Le conocí en San Francisco. A lo largo de una cena regada por una cantidad alarmante de vino de Borgoña, el seguía lúcido, y me dio el visto bueno para dirigir un documental sobre él y su amigo el poeta Gary Snyder. Un año después, cuando se estrenó la película en el Festival Lumière, en Lyon, me confesó que aquella noche en California decidió trabajar conmigo por una razón. Me había preguntado qué era lo que más me gustaba del poeta Federico García Lorca, y le había respondido que la dureza, la mezcla de una sensibilidad única combinada con una actitud realista y implacable con respecto a la vida. Le di la definición escueta del duende lorquiano: "Es, en suma, el espíritu de la tierra".
Ese era el espíritu que Jim Harrison llevaba dentro. Dijo una vez, "he aprendido que no puedo estar bien en mi propia piel, mi auténtica casa, cuando estoy distraído pensando en otro lugar. Tienes que encontrarte donde estás, donde estás ya, en el mundo que te rodea". Su lugares favoritos en este mundo eran, Michigan, Montana, Nueva México, Francia y España. Le encantaba la poesía de Antonio Machado, y había hecho peregrinajes a Colliure para visitar su tumba. Hace solo 10 días hablaba con ilusión del viaje que tenía pendiente esta primavera a París y a Sevilla.

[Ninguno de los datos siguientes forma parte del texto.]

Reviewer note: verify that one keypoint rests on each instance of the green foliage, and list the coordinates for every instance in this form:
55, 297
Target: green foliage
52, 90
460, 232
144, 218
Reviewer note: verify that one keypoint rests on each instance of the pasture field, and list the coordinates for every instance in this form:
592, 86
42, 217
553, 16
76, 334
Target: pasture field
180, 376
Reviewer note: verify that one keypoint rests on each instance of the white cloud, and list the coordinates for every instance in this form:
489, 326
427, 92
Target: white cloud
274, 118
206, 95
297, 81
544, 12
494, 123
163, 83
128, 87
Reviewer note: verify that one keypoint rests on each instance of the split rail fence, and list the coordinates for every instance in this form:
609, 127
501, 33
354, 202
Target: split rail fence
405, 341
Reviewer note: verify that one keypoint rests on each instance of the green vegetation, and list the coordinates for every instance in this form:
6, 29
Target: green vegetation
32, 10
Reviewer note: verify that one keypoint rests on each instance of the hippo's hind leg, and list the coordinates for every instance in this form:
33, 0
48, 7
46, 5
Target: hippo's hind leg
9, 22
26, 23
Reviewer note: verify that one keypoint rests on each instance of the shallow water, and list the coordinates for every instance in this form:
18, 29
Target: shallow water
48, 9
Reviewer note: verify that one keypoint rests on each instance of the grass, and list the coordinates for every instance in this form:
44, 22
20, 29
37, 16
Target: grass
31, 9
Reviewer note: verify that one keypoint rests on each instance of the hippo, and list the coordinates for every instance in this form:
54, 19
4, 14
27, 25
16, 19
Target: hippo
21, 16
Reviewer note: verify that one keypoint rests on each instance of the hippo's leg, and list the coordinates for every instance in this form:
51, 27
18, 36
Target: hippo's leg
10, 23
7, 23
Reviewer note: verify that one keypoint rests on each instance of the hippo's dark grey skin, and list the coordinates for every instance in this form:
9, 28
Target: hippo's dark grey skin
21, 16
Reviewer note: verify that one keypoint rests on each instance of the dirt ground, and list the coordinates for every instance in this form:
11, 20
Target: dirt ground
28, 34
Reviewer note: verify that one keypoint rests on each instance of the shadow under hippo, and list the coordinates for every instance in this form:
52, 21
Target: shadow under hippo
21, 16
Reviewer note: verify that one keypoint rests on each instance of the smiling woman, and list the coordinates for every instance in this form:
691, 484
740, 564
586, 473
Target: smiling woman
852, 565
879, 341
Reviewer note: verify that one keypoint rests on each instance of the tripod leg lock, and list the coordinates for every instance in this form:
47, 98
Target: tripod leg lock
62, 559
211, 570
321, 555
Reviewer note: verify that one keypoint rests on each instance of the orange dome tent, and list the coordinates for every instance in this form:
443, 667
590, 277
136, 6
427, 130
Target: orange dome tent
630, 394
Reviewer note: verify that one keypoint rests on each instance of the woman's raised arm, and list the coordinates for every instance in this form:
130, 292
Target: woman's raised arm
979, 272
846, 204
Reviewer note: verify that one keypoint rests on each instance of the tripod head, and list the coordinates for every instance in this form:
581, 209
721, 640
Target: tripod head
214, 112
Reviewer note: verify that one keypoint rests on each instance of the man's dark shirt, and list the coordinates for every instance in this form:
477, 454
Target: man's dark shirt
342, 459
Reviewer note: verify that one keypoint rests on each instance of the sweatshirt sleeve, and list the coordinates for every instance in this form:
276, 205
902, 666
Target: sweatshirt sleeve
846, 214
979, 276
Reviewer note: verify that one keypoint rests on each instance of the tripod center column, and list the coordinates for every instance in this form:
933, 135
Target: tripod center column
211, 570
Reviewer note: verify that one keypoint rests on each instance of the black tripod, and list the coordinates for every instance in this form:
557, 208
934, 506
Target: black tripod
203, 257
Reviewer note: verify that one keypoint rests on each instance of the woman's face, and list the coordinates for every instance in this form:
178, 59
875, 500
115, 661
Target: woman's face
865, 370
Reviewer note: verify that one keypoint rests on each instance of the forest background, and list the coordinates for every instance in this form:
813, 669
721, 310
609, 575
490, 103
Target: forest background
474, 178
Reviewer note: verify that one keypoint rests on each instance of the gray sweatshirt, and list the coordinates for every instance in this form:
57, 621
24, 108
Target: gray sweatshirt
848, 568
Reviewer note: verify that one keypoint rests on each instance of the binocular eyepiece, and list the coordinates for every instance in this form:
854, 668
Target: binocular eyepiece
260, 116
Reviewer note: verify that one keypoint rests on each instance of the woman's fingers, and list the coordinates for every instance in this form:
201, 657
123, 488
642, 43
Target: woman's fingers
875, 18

La muerte de Linda, su mujer, el año pasado le hundió, pero seguía escribiendo. Decía que tenía que escribir para mantener su apego a la realidad. Quería con lealtad y pasión: a sus hijos, a sus perros, a sus amigos. Iba de duro, era resistente a todo, pero tras esa actitud autoprotectora había una sensibilidad profunda. Estaba orgulloso de haber podido mantener a su familia a base de su talento literario. Despreciaba a los escritores que buscaban cobijo dando clases de creative writing en las universidades.